ECLI:NL:RBAMS:2013:7843

Rechtbank Amsterdam

Datum uitspraak
11 december 2013
Publicatiedatum
27 november 2013
Zaaknummer
C-13-529944 - HA ZA 12-1343
Instantie
Rechtbank Amsterdam
Type
Uitspraak
Rechtsgebied
Civiel recht
Procedures
  • Eerste aanleg - enkelvoudig
Vindplaatsen
  • Rechtspraak.nl
AI samenvatting door LexboostAutomatisch gegenereerd

Tussenvonnis met vragen aan Internationaal Juridisch Instituut omtrent Syrisch recht bij opzeggen distributie-overeenkomst

In deze zaak, die voor de Rechtbank Amsterdam is behandeld, betreft het een tussenvonnis in een geschil tussen de rechtspersoon Syrian Electronic Business Equipment Co. Ltd. (hierna: Sebeco) en de besloten vennootschap Ricoh International B.V. (hierna: Ricoh). De rechtbank heeft op 11 december 2013 een tussenvonnis uitgesproken waarin zij vragen heeft geformuleerd voor het Internationaal Juridisch Instituut (IJI) over de toepassing van Syrisch recht met betrekking tot een distributieovereenkomst. De procedure is gestart met een eis van Sebeco tegen Ricoh, waarbij Sebeco zich in conventie en Ricoh in reconventie heeft verweerd. De rechtbank heeft in eerdere vonnissen, waaronder een tussenvonnis van 17 augustus 2013, vastgesteld dat er behoefte is aan nadere uitleg over het Syrische recht, vooral met betrekking tot de opzegging van de distributieovereenkomst.

De rechtbank heeft partijen de gelegenheid gegeven om hun standpunten over de geformuleerde vragen te delen. Sebeco heeft aanvullende vragen ingediend, waarop Ricoh ook heeft gereageerd. De rechtbank heeft de vragen aangepast en verduidelijkt, waarbij zij zich richt op de wettelijke bepalingen die van toepassing zijn op een distributieovereenkomst tussen een Syrische onderneming en een internationale onderneming. Belangrijke vragen die aan het IJI zijn voorgelegd, zijn onder andere of een vertrouwensbreuk kan leiden tot opzegging en welke gevolgen er zijn als er niet wordt voldaan aan een schriftelijke sommatie.

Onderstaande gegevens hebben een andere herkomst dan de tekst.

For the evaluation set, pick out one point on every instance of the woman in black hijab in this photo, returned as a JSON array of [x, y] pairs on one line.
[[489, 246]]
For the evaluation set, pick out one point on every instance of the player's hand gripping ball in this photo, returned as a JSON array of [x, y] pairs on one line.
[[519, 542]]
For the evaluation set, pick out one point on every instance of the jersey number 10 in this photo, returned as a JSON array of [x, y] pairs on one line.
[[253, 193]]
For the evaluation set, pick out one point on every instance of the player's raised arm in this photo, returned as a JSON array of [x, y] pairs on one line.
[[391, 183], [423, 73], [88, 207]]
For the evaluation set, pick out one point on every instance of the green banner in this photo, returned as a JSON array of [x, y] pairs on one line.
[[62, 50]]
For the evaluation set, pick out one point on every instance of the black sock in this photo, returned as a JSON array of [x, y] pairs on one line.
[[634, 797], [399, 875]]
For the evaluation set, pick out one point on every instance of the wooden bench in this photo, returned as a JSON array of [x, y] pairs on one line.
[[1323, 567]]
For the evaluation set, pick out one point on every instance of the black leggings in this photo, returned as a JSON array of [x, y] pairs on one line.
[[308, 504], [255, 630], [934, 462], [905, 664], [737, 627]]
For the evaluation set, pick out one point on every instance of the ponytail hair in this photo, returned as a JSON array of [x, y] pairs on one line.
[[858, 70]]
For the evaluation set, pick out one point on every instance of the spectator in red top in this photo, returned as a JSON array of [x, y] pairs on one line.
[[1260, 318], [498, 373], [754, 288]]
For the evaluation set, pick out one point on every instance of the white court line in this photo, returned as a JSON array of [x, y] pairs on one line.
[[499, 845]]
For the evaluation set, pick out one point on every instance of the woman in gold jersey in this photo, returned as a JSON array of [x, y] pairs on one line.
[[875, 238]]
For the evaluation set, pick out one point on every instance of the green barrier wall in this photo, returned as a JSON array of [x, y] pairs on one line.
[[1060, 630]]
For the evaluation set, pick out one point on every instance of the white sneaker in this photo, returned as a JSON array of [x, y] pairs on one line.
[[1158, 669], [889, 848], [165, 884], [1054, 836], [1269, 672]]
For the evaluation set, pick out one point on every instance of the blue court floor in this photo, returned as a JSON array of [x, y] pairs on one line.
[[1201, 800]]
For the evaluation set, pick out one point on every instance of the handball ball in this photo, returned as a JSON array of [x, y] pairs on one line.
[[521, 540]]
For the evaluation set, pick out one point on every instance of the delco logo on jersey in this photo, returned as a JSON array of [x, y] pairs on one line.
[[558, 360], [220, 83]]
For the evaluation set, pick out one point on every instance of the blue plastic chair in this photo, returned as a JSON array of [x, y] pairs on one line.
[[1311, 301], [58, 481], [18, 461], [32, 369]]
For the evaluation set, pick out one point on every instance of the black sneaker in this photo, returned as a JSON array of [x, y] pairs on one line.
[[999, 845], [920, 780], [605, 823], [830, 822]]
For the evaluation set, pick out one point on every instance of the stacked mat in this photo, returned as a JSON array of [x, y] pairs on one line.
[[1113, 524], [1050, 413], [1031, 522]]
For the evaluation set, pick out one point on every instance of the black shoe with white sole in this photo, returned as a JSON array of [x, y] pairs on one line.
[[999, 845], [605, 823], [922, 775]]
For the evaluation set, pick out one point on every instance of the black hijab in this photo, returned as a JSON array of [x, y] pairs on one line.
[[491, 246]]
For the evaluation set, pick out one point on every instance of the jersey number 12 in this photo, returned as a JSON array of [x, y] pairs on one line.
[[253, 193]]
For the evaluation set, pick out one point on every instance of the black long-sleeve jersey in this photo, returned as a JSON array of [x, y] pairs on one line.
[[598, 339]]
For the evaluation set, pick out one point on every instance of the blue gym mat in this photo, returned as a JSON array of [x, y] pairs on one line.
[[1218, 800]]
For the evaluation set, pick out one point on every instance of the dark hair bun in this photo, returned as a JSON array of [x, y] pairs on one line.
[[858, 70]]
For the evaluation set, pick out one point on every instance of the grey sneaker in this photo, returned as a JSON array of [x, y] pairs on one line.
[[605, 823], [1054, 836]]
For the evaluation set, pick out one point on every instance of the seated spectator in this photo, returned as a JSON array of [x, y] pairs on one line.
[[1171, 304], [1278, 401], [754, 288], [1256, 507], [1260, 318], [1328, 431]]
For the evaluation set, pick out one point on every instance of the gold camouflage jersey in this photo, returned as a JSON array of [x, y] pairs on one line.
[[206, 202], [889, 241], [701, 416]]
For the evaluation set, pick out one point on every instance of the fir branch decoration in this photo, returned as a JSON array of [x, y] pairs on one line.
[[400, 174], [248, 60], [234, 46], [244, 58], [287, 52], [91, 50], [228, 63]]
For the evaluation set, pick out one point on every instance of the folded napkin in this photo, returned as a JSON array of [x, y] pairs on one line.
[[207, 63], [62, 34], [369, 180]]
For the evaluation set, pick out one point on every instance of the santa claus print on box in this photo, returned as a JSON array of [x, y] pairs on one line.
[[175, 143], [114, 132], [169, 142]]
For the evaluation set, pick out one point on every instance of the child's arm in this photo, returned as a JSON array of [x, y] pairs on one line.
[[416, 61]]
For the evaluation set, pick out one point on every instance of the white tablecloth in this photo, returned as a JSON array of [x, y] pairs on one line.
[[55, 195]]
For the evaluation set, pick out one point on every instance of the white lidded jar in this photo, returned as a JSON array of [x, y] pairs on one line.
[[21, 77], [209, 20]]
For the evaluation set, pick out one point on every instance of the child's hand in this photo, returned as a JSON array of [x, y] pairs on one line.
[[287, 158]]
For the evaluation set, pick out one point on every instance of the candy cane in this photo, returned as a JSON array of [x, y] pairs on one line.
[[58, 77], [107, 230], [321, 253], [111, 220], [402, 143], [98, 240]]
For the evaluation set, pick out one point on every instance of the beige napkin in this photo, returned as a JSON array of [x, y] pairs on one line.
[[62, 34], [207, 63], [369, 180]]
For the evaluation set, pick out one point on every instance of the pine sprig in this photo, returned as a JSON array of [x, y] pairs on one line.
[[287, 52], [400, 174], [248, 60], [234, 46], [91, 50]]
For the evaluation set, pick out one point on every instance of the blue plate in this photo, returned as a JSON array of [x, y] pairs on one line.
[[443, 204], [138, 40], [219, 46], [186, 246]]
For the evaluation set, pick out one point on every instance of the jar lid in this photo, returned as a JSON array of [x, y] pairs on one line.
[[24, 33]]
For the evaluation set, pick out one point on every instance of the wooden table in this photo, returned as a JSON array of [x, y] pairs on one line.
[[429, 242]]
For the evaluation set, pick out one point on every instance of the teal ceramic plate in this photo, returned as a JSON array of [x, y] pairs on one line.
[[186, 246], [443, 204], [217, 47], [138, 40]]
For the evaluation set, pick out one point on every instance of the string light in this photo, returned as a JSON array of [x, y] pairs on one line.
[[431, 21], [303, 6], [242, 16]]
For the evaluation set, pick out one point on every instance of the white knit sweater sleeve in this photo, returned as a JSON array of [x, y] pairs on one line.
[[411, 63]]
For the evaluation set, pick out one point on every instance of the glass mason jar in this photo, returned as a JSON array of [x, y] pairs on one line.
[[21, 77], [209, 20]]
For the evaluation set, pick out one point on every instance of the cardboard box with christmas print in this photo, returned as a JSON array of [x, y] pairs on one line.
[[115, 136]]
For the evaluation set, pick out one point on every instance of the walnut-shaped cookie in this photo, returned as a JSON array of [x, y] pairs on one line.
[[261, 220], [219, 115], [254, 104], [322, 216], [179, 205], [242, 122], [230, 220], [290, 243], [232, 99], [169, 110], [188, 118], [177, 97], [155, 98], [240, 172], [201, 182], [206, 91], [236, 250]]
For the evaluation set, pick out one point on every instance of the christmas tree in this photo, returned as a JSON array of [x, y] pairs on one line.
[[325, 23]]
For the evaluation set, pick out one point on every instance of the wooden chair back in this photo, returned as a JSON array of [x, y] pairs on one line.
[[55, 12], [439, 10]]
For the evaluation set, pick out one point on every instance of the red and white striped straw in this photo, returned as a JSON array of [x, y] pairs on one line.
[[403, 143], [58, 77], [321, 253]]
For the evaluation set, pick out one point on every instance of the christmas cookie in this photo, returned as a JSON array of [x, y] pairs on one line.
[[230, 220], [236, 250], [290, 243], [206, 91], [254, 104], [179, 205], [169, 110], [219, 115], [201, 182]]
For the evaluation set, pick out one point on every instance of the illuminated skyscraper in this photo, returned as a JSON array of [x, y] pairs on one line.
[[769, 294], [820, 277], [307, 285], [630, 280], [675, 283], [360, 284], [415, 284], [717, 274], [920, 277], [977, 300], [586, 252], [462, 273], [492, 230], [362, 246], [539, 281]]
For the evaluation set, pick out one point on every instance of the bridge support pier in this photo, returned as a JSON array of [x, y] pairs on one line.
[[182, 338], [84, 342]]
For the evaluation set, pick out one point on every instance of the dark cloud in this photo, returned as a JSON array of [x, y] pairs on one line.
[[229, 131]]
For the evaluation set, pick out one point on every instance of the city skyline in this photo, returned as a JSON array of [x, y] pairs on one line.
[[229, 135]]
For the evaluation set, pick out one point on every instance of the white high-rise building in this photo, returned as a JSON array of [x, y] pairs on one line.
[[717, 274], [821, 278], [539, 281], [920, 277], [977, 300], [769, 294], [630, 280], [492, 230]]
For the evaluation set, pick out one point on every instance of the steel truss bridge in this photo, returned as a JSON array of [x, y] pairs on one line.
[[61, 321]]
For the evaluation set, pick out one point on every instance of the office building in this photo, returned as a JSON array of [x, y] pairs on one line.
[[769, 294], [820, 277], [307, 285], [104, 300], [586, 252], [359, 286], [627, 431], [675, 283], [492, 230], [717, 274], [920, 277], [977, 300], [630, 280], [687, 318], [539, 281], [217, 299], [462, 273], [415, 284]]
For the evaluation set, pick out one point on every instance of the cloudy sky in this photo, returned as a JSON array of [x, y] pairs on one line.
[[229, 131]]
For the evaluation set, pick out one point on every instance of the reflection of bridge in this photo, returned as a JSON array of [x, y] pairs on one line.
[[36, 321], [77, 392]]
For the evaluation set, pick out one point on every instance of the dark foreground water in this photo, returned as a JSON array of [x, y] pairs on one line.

De rechtbank heeft besloten om de zaak op de parkeerrol te plaatsen in afwachting van het rapport van het IJI, dat voor 1 april 2014 moet worden ingediend. Partijen hebben de mogelijkheid om na ontvangst van het rapport hun standpunten opnieuw in te dienen. De rechtbank houdt verdere beslissingen aan totdat het IJI-rapport is ontvangen.

Uitspraak

vonnis

RECHTBANK AMSTERDAM

Afdeling privaatrecht
zaaknummer / rolnummer: C/13/529944 / HA ZA 12-1343
Vonnis van 11 december 2013
in de zaak van
de rechtspersoon naar buitenlands recht
SYRIAN ELECTRONIC BUSINESS EQUIPMENT CO. LTD.,
gevestigd te Damascus,
eiseres in conventie,
verweerster in reconventie,
advocaat mr. drs. I.M.C.A. Reinders Folmer te Amsterdam,
tegen
de besloten vennootschap met beperkte aansprakelijkheid
RICOH INTERNATIONAL B.V.,
gevestigd te Amsterdam,
gedaagde in conventie,
eiseres in reconventie,
advocaat mr. A. van Hees te Amsterdam.
Partijen zullen hierna Sebeco en Ricoh genoemd worden.

1.De procedure

1.1.
Het verloop van de procedure blijkt uit:
  • het tussenvonnis van 7 augustus 2013,
  • de akte van Sebeco van 2 oktober 2013,
  • de akte van Ricoh van 2 oktober 2013.
1.2.
Ten slotte is vonnis bepaald.

2.De verdere beoordeling

in conventie en in reconventie

2.1.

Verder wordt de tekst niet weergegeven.